Point guard or shooting guard? The question came up on Monday when Arizona Wildcat Aari McDonald was noticeably absent from the preseason watch list for the Nancy Lieberman Award that goes to the nation’s top point guard. At least for this year’s award season, McDonald is a shooting guard.
On Tuesday, the nation’s leading returning scorer was named to the preseason watch list for the Ann Meyers Drysdale Award that goes to the nation’s top shooting guard.
The argument for her as a shooting guard is pretty simple. As a redshirt sophomore, McDonald was third in the nation in scoring with 24.1 points per game while breaking Arizona’s single-season scoring record with 890 points. The previous record of 653 points had been set by her coach 21 years before. Her eight games with at least 30 points set a school record, as did her free throws attempted (269) and made (203).
McDonald’s 890 points in 2018-19 didn’t just place her in Arizona’s record books for single-season scoring. She now sits at number four in the history of the conference.
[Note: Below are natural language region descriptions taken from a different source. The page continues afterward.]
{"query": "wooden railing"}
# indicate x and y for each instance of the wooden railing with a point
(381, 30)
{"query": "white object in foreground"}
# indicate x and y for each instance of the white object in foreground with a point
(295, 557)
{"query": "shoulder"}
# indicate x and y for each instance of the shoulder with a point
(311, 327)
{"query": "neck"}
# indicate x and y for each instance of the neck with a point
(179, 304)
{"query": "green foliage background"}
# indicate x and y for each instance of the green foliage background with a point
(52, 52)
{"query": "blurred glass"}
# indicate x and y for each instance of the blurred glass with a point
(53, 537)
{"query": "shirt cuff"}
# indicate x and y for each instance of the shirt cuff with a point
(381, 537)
There’s more than scoring to McDonald’s game, though. That brings up the point guard argument.
When the 2018-19 season kicked off, the intent was to have McDonald and Lucia Alonso share lead guard duties. Those shared duties became less shared as McDonald asserted herself and Alonso was injured.
McDonald led the team with 4.6 assists per game compared to Alonso’s 2.4. A total of 172 assists placed her fourth on the single-season assist list for Arizona.
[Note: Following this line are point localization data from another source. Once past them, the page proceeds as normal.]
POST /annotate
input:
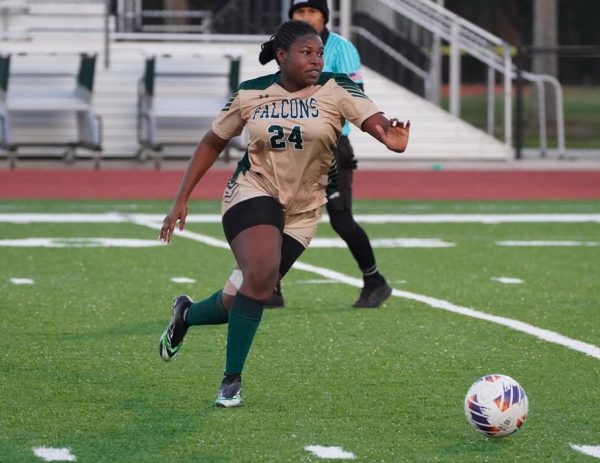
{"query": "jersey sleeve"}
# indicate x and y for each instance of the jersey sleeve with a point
(229, 122)
(352, 102)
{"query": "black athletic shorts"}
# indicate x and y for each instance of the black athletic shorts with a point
(260, 210)
(341, 198)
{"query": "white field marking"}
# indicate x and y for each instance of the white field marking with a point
(508, 280)
(114, 217)
(546, 335)
(477, 218)
(330, 453)
(52, 454)
(182, 280)
(21, 281)
(591, 450)
(80, 243)
(548, 243)
(385, 243)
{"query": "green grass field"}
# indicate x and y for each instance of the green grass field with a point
(80, 367)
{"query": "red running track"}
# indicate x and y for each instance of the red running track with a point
(368, 184)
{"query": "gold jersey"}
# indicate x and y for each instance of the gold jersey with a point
(291, 135)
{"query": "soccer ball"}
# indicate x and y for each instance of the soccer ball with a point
(496, 405)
Defense? That was there, too. McDonald was second in the Pac-12 and tops on the Wildcats with 2.6 steals per game. Her 96 steals are tied for first in Arizona’s single-season record book.
Need a board? At 5-foot-6, she was second on the team with 6.5 rpg. Only two players had ever grabbed more rebounds for Arizona in their sophomore seasons—Ify Ibekwe and Shawntinice Polk. They both played in the frontcourt.
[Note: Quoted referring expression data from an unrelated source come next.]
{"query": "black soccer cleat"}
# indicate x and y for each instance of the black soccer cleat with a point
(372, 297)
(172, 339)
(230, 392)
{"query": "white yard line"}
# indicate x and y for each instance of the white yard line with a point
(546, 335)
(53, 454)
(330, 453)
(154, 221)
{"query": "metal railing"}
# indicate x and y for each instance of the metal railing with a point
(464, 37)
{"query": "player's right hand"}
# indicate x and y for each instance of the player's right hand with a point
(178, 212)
Only two players in Pac-12 history have had at least 800 points and 150 rebounds. McDonald joined her former teammate Kelsey Plum with that honor.
But she went even further. No conference player had put up a stat line with at least 800 points, 200 rebounds, 150 assists, and 90 steals in almost two decades. McDonald did.
In a year when Arizona head coach Adia Barnes has said her staff specifically recruited more shooters and she hopes it takes the scoring load off McDonald, it seems odd that the junior would be listed among shooting guards. In the end, though, it may be for the best.
Not being on the Lieberman list means not being in competition with Oregon’s Sabrina Ionescu for end-of-year honors. With Ionescu widely considered a shoe-in for any award she’s eligible for, being on a different list may work in McDonald’s favor.
Other Pac-12 players on the list are Minyon Moore (Oregon), Kiana Willaims (Stanford), Stephanie Watts (USC), and Amber Melgoza (Washington).